My constant prayer is that my heart will always be full of thankfulness.  He's blessed us beyond measure, and these days are truly fleeting.  Oh that we soak it all in as we watch our babies grow so quickly!

Friday, June 29, 2012

Faithfully Parenting Friday: In His Time


I'm doing something I've not done in a long time here. . .  I'm linking up with Michy at Loving our Journey today.  I really wasn't intending to link up, but when I read her post, I just had to.  I love her post. 

Today Michy is asking what is our prayer, our saying of calmness as we journey through life.  Mine is Ecclesiastes 3:11: 

"He has made everything beautiful in its time. He has also set eternity in the human heart; yet no one can fathom what God has done from beginning to end."

             In His Time.

              He makes all things beautiful in His time.

When I cannot see the beauty in heartache and pain, I remind myself of this.

When things are going quite like I'd like, when answers aren't coming as quickly as I hoped, I remind myself of this promise.  I've seen it before and I will see it again. 

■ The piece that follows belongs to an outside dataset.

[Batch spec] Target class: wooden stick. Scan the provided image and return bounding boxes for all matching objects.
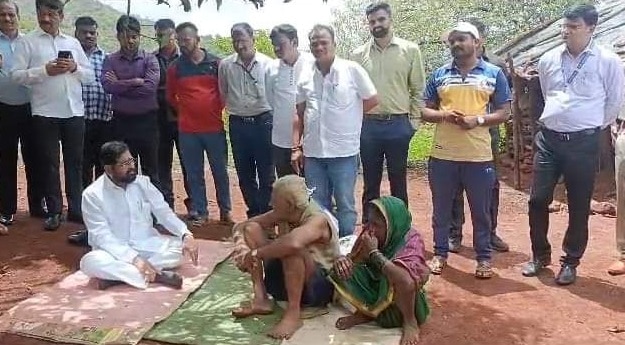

I sing this song over and over as well.  What a beautiful song!



And that, His promise, is what I cling to.

What promise of God's do you repeat to yourself in times of struggle and uncertainty? 

Wednesday, June 13, 2012

Build a Bear . . . or a Dog!

A couple of Molly's friends gave her gift cards to go to Build a Bear.  We decided to take her on her actual birthday to celebrate.

When we arrived, the ladies told us how it all words (we'd never been before) and gave Molly a birthday girl sticker.


Molly picked out a puppy dog, and we decided a barking sound had to be added. Molly loved all the buttons at the sound station!


Molly was not a big fan of stuffing the bear (she's scared of noises like that machine), but she did pick out a heart for her new puppy. 


Her puppy was soon strolling around the store as we picked out clothes and accessories.


Somebody had a ball!


Tim (aka Super Dad) helped put a bow on Molly's new puppy while Molly directed him on where it was to go.


We soon got Molly's puppy a dress and Molly named her Ruff Ruff!  She is so proud of Ruff Ruff, despite the fact that Ruff Ruff looks like she's hanging on by a thread in this picture. 


It was a great way to celebrate Molly turning 2!









HaPpY hApPy BiRtHdAy, MoLlY!!!


Molly Miller is TWO!  I just can't believe it!  She talks up a storm, has an indepence streak that rivals any one I've ever seen, and she laughs a whole bunch. She recognizes a number of letters, counts often (sometimes as high as 14), but is not quite "getting" colors right now (everything is blue). A super picky eater, she loves sweets like her momma (and daddy for that matter) but is super stingy with giving kisses to anyone. 

We celebrated Molly's birthday with an Ice Cream Parlor party with some of Molly's friends!  It was so much fun, and Molly had an absolute blast!


Molly loved being with all her friends as they enjoyed bubbles, ice cream sundaes, cupcakes and fun!


Thankfully, Molly loved everyone singing Happy Birthday to her.  Last year, she had a major meltdown while we sang, so we were so thankful she loved it this year!





It was a perfect ice cream parlor party for a precious little girl!